松本先生との出会いは、よく対戦していた大宮市(当時)の大原中学校のサッカー部の先生が僕を浦和南に推薦してくれたことがきっかけです。松本先生は浦和南の教員だったにもかかわらず、浦和のサッカー強豪校を一緒に回ってくれました。浦和西高校では「ここには西野(朗)っていういい選手がいるんだよ。うちに来ればもっといい選手になったのになぁ」なんて、冗談めかして話していた笑い顔が今も目に浮かびます。

中学で指導者に教わっていなかったので、松本先生と話しているうちに「この先生の下でサッカーがしたい」と強く思うようになり、高校では、将来サッカーの指導者になりたいと教員を目指すようになりました。

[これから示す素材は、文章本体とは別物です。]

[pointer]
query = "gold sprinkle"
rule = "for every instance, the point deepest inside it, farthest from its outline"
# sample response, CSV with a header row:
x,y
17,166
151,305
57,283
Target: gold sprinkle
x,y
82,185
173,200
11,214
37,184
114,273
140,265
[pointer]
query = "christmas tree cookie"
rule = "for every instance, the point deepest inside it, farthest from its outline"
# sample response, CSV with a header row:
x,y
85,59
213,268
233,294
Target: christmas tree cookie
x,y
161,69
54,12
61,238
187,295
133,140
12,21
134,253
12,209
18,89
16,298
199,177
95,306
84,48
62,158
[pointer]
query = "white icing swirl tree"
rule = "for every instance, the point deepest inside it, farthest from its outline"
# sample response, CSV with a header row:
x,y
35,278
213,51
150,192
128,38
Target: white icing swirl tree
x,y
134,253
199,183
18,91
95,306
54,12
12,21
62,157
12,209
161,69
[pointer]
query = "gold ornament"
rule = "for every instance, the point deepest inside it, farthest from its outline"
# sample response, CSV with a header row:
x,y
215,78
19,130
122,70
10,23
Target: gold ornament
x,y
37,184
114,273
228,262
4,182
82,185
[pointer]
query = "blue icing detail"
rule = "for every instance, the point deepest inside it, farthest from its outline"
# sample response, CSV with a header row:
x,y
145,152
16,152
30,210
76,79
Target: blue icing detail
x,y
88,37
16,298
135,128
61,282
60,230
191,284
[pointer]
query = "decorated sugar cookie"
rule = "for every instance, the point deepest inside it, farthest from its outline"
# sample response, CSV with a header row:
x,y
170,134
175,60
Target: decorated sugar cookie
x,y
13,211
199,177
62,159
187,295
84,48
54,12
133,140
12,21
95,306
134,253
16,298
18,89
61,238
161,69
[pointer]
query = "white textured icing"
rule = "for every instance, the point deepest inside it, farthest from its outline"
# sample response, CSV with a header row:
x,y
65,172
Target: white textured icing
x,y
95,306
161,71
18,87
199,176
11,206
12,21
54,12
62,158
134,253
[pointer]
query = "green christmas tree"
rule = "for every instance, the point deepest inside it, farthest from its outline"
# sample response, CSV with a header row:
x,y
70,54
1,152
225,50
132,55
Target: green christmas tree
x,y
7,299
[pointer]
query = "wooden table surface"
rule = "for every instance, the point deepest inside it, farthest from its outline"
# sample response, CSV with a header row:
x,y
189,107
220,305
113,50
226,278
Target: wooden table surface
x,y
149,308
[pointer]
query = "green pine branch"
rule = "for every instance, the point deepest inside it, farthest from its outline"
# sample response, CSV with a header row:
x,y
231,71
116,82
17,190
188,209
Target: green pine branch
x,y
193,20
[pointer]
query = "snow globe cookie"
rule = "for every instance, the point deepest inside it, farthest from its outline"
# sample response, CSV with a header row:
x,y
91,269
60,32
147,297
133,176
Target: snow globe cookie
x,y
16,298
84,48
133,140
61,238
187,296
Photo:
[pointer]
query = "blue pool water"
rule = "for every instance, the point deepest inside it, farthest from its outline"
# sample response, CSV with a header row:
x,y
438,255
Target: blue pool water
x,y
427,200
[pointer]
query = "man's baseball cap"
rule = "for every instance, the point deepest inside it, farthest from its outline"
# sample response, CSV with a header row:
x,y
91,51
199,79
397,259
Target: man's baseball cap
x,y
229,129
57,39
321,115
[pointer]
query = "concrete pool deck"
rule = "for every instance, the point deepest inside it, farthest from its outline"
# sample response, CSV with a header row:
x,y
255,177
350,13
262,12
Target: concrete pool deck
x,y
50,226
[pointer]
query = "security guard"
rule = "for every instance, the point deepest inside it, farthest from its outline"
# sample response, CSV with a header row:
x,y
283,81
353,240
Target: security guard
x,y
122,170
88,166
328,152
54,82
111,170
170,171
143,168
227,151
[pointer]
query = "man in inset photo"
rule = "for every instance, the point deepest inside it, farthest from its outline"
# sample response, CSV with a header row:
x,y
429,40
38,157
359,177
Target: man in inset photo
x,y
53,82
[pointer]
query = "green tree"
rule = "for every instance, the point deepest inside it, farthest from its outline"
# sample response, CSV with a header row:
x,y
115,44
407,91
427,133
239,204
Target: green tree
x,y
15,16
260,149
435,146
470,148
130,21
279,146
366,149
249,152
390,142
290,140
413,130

松本先生はサッカーの元日本代表選手で、「日本サッカーの父」と言われるデッドマール・クラマーさんの教え子でした。ですから浦和南の選手も「止める、蹴る」という、クラマーさんが大事にしていたサッカーの基本がしっかり身についていました。中学まで自己流でやっていた僕は、入部した当時、彼らとの差を痛感したものです。

松本先生の指導は効率的で、練習時間も短く、遅くても夕方6時半には終わっていました。松本先生の下でのトレーニングはとても楽しく、有意義で、片道1時間45分の通学も全く苦ではありませんでした。
「サボりぐせがあった」と自認する川淵三郎キャプテンが日本代表時代、クラマーさんの目を盗んで10回やるべきところを最後までやらずにいると、クラマーさんに「ミスターカワブチは9回しかやっていないぞ」と言われたと述懐されていますが、松本先生もまさにその通りで、見ていないようでしっかり見ていて、少しでも手を抜くとビシッと注意されました。うまくいかないときはすぐにプレーを止めて教えてくれましたし、いいプレーは必ず、褒めてもくれました。

理想の父親像

人を育てるというのは難しいことですが、多くの指導者を見てきて感じるのは、ここぞという絶妙なタイミングで的確に声がけができる――それが良い指導者ではないかということです。タイミングよく言われたことというのは効きますからね。それはサッカーの技術指導にかかわらず、生活指導でもそうです。
うまくいっているとき、失敗したとき、つらい思いをしているとき・・・人生にはいろいろな局面がありますが、そういうときにどんな言葉をかけられるのか。誰かのたった一言で人生が変わったということはよくあることですからね。

「親父の背中を見て育つ」といいますが、父がよく言っていた言葉が思い出されます。きちんと挨拶をしろ、嘘はつくな、感謝の心を忘れるな、人に誠実で親切であれ・・・。そういう、人としての基本さえできていれば、あとはその土台にいろいろなものを積み上げていける、と。
松本先生からもサッカーを通じて人生に通ずる大事なことを教わってきたような気がします。

自分も二人の息子の父親です。二人とも大学生で、父の日など忘れていると思いますが、二人がそれぞれ夢や目標を持ってサッカーをしてくれていることをとても嬉しく、頼もしく思っています。

父親として常に高潔であらねばと思ってはいますが、人間ですから時にはみっともない姿を見せざるを得ないことだってあります。いいときも悪いときも共に乗り越えていくのが家族であり、それを見ているのが子どもだと思います。
僕は彼らにとってどんな父親なのか。普段は照れくさくてそんな話はできませんが、そうですね、死ぬ前には、僕の存在はどんなものだったのか、二人に聞いてみたいですね。